20. Het hof ziet in de moeizame nakoming door de vrouw van de zorgregeling van de man met de minderjarige aanleiding de opgelegde dwangsommen te handhaven en zal het bestreden vonnis ter zake bekrachtigen. Zolang de vrouw de zorgregeling nakomt, zal zij geen last hebben van dwangsommen.
Bewijsaanbod
21. De aard van een kortgedingprocedure verzet zich tegen het toelaten tot bewijslevering. Het hof zal het bewijsaanbod van de vrouw - wat daar verder ook van zij - derhalve passeren.
Proceskosten
22. Gelet op de familierechtelijke aard van de onderhavige procedure zal het hof de proceskosten tussen partijen compenseren in die zin dat iedere partij de eigen kosten draagt.

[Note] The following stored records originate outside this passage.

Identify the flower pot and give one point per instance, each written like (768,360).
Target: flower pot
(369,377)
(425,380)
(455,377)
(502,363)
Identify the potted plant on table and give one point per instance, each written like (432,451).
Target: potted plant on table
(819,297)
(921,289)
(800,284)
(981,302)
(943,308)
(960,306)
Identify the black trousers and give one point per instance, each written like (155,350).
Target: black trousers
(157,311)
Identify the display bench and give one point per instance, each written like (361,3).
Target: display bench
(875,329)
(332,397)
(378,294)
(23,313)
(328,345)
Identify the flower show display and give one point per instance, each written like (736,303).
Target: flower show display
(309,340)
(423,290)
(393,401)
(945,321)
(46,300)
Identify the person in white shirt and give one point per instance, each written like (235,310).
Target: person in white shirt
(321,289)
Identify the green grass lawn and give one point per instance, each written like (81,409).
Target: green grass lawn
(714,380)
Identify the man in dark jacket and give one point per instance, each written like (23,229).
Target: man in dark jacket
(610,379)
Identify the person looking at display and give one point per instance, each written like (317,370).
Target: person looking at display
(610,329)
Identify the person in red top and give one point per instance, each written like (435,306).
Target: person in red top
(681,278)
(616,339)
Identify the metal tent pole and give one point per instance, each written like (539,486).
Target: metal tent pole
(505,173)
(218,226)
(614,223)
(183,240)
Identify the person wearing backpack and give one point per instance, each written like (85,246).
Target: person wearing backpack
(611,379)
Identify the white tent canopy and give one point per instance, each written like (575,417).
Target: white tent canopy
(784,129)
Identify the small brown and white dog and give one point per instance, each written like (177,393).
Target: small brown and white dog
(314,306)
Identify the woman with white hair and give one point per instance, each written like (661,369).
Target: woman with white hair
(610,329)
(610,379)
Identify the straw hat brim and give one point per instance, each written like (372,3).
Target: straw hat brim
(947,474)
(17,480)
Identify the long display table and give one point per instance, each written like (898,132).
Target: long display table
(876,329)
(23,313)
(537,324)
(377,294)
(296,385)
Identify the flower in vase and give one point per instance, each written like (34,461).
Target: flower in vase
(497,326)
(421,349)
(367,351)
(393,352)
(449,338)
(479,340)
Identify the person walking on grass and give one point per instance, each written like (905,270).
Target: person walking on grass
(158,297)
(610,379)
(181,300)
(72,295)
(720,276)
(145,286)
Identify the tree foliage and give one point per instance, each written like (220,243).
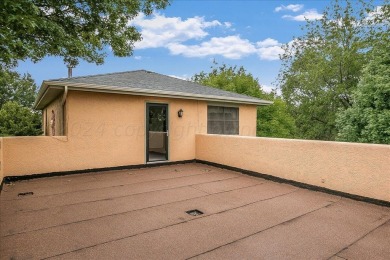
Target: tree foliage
(17,120)
(73,29)
(368,119)
(18,88)
(272,120)
(17,94)
(322,68)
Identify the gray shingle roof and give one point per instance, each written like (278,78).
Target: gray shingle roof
(150,82)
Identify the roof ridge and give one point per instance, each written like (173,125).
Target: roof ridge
(101,74)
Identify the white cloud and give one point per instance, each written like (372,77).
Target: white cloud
(183,77)
(228,24)
(311,14)
(160,30)
(293,8)
(269,49)
(375,13)
(172,33)
(231,47)
(267,43)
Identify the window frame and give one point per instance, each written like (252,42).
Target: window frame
(224,120)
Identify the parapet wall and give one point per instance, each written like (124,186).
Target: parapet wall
(358,169)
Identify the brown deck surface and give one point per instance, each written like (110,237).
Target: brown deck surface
(141,214)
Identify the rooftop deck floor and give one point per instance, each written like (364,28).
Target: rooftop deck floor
(141,214)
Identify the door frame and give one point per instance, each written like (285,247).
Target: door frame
(156,104)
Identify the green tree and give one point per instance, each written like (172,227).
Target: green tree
(272,120)
(17,95)
(18,88)
(17,120)
(321,69)
(73,29)
(368,119)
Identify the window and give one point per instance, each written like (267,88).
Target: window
(222,120)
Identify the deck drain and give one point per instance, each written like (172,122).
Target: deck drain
(25,194)
(194,212)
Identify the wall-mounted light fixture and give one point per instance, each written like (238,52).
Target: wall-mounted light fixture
(180,113)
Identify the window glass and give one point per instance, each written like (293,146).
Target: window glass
(222,120)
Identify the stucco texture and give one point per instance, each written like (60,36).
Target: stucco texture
(359,169)
(108,130)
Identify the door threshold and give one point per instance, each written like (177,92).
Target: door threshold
(155,162)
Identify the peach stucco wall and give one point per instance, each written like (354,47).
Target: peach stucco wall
(359,169)
(108,130)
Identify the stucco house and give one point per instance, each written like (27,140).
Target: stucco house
(138,117)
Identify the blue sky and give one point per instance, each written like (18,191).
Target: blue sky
(187,36)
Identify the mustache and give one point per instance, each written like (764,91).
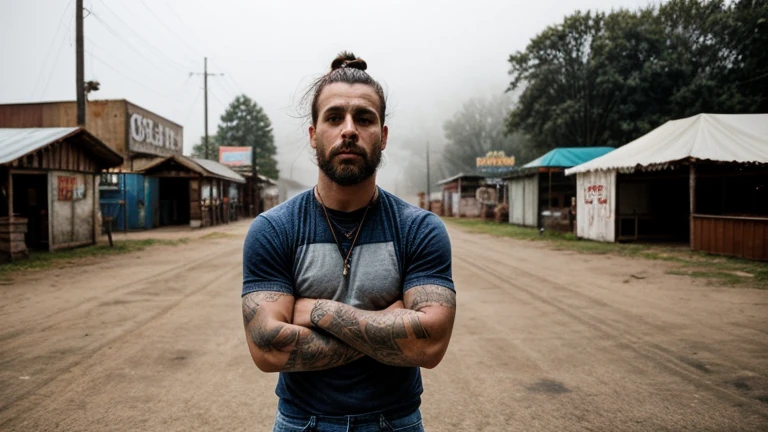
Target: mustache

De andersluidende vordering van de man worden afgewezen.
23. Dit alles leidt tot de volgende beslissing.

Beslissing

Het hof:
bekrachtigt het bestreden vonnis voor zover aan het oordeel van het hof onderworpen;
compenseert de kosten van het geding in hoger beroep in die zin dat iedere partij de eigen kosten draagt;
wijst het in hoger beroep meer of anders gevorderde af.
Dit arrest is gewezen door mrs. C.M. Warnaar, E.A. Mink en A.R.J. Mulder en is ondertekend en uitgesproken door mr. J.E.H.M. Pinckaers, rolraadsheer, ter openbare terechtzitting van
29 juni 2021in aanwezigheid van de griffier.